# Generative vs Declarative models <-> Imperative vs Declarative programs

In programming, there are a variety of "paradigms" which languages fall into. The most well known is the "imperative" style of language, typified by C/C++, Matlab, Java, Python, etc.

There are also "functional" languages, like Scheme, Lisp, Haskell, and soforth.

Another genre is "declarative" languages, like Prolog, SQL, and a few others. Other than SQL, these languages are somewhat more rare for the average programmer to have experience with.

Some languages are Object Oriented, though typically within OO languages they are usually imperative in style.

Finally, many languages have aspects of all of these, for example R, Python, and to some extent C++ all support many aspects of functional paradigms, Common Lisp supports functional, object oriented, imperative, and declarative (through certain macro packages, where Prolog is built inside Common Lisp).

The distinction I'm trying to make here is between Imperative, and Declarative languages, and how that relates to building statistical models in a Generative vs Declarative style (related to my previous posts on declarative models) so it's worthwhile to think about how they are different.

In an imperative language, you tell the computer *what to do* so for example, you might tell it to loop over an index i, and add 1 to all the elements of an array, in R:

for(i in 1:10) { my_array[i] <- my_array[i]+1 }

In a declarative language, you tell the computer what the result you want is, and it figures out how to achieve it, in SQL:

select my_value + 1 from my_table where my_value > 0;

There is a proof (i'm told) that prolog, a declarative language, can calculate anything that C or another imperative language can, with at most logarithmic extra space. So, while SQL is a very limited declarative language, the declarative paradigm is fully general (Turing Complete).

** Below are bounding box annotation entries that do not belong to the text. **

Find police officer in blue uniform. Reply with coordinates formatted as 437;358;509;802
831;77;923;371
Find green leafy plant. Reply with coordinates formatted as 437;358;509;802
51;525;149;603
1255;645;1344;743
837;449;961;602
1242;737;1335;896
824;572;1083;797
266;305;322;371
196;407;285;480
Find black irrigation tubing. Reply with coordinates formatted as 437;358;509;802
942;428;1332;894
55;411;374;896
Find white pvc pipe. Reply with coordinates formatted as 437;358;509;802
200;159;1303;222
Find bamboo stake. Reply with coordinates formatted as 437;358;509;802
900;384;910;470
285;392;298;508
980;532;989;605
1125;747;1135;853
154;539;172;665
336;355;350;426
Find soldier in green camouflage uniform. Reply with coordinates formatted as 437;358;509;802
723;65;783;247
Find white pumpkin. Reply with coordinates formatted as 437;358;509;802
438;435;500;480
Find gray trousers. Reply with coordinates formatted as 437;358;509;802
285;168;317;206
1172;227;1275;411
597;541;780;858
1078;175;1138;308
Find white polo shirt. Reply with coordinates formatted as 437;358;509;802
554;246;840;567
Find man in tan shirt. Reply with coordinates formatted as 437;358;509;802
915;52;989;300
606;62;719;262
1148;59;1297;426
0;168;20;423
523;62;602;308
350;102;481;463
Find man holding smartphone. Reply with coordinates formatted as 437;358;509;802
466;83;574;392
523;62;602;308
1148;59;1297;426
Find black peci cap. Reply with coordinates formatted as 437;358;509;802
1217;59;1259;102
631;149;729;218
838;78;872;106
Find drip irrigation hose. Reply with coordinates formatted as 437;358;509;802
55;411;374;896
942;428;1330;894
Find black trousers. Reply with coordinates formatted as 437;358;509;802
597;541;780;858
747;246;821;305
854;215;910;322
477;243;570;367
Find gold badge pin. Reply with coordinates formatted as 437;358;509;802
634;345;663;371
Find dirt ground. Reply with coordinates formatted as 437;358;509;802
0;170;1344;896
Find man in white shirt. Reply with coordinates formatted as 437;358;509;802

Now, it's my opinion that this distinction carries over just about 1-1 when talking about building Bayesian statistical models. There are two basic paradigms:

Generative models:

In a generative model, the model is created as if the data and the parameters were the outputs of certain random number generators (RNGs). Michael Betancourt put it well in a discussion on the stan-user mailing list:

The generative picture is1) generate truth, myfunction(x,a,b)2) generate noise, epsilon ~ normal(0, sigma)3) generate measurement, y = myfunction(x,a,b) + epsilon

But, it's not the only way to think about Bayesian modeling. The alternative is more declarative, or since Bayesian models are a generalized logic, you can think like a Prolog "logic programmer"

Declarative models:

Lay out all the facts that you know:

a is between a_low and a_high with high probability, and is most probably around a_typ;

a ~ normal(a_typ, (a_high-a_low)/4); // or something similar

b is a positive number less than 10;

b ~ uniform(0,10);

The difference between the data and my predictions using myfunction is less than about 2 when the correct a, and b are used:

y-myfunction(x,a,b) ~ normal(0,2);

you can of course, elaborate, as I did in my model for simultaneously measuring a molecular length, and calibrating a set of lasers.

You're free to encode approximate knowledge of anything you like so long as its actually true knowledge (it's no good saying x ~ normal(0,3) when x is almost always > 50 in reality, unless you can get enough data to undo your incorrect assumption), and the Bayesian machinery (Stan!) will give you the approximate logical consequences of those statements.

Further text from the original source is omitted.